The model didn't replace the team's judgment. It gave them a decision framework with clear triggers:

"If bookings fall below X% of target by this date, reduce price by Y%. Expected uplift: Z additional registrations."

Instead of a meeting where everyone argued from anecdote, the team had evidence-backed options on the table — with projected outcomes for each.

What made it different

This wasn't a machine learning moonshot or a prediction engine that needed a data science team to maintain. It was a practical analytical tool built on the data they already had, designed to answer the specific question they were already asking.

The AI didn't decide the pricing. The commercial team decided the pricing.
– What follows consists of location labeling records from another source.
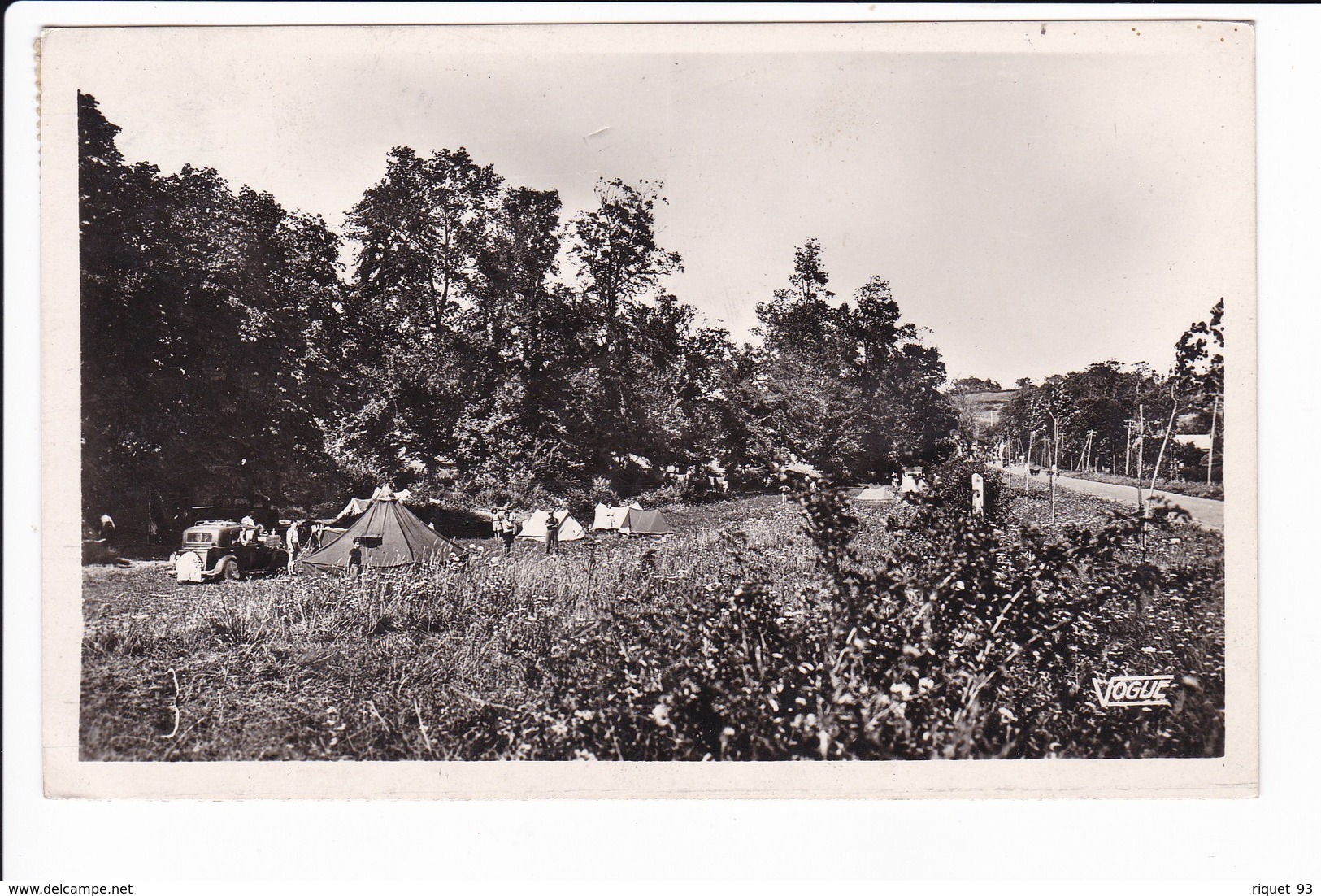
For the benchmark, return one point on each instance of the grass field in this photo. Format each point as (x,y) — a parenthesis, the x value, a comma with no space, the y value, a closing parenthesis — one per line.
(699,645)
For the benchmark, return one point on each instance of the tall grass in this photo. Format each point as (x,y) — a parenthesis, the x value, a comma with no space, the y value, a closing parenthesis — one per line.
(741,636)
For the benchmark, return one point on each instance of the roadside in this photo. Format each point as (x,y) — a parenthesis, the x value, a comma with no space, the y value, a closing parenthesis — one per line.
(1202,511)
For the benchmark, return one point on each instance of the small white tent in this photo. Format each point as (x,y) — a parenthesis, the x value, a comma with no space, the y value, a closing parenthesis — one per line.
(611,518)
(534,528)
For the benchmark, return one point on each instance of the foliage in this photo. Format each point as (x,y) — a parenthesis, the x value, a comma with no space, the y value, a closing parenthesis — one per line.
(915,633)
(205,336)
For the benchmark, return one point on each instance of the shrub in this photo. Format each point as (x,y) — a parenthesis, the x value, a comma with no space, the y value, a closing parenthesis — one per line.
(957,644)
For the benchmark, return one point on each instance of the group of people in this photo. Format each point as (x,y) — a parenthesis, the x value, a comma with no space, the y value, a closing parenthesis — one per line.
(507,528)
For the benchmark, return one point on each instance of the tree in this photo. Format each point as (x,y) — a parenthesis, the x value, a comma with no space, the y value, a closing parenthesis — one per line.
(202,324)
(619,266)
(970,385)
(850,389)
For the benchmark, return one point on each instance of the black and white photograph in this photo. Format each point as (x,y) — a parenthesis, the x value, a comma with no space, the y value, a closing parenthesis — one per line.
(648,397)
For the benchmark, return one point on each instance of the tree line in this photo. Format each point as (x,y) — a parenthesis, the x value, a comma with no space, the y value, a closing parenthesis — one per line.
(484,340)
(1118,420)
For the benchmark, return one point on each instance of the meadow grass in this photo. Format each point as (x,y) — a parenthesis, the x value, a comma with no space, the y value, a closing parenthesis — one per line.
(465,659)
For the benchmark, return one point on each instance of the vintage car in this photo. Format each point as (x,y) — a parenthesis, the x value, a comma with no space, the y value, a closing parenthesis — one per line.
(228,550)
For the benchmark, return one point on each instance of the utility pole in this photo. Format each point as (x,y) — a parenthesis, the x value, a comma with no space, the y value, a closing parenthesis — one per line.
(1141,431)
(1169,428)
(1128,444)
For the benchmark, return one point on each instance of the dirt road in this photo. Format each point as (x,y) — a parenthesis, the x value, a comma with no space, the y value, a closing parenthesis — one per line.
(1204,511)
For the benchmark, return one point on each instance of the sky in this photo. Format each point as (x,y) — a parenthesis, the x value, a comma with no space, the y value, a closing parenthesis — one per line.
(1036,205)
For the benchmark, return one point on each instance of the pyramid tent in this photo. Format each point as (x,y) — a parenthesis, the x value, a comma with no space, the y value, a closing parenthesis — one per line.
(352,511)
(391,537)
(534,528)
(645,522)
(611,518)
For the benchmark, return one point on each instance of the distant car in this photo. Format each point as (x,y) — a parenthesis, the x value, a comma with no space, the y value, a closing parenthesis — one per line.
(228,550)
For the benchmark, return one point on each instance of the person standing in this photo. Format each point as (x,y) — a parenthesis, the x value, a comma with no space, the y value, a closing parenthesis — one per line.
(355,559)
(553,533)
(291,542)
(505,528)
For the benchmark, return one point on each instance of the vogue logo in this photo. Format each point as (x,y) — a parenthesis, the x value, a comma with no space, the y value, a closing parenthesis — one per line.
(1132,690)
But for the first time, they had clear, data-grounded triggers to act on — and the confidence that comes from knowing the numbers support the call.

The result

Pricing decisions moved from instinct to data. The commercial team could act faster, with confidence, knowing exactly where the inflection points sat.

The model was reusable across events, and the team started applying the same framework to other revenue decisions — membership renewals, sponsorship tiers, and add-on pricing.

What this means for you

If your team is making revenue-critical decisions based on experience and debate rather than data, AI doesn't have to mean a massive platform investment. Sometimes it means taking the data you already have and building a model that answers the one question that keeps coming up in every meeting.

That's the kind of AI work that pays for itself quickly — not because it's flashy, but because it removes the guesswork from decisions that directly affect revenue.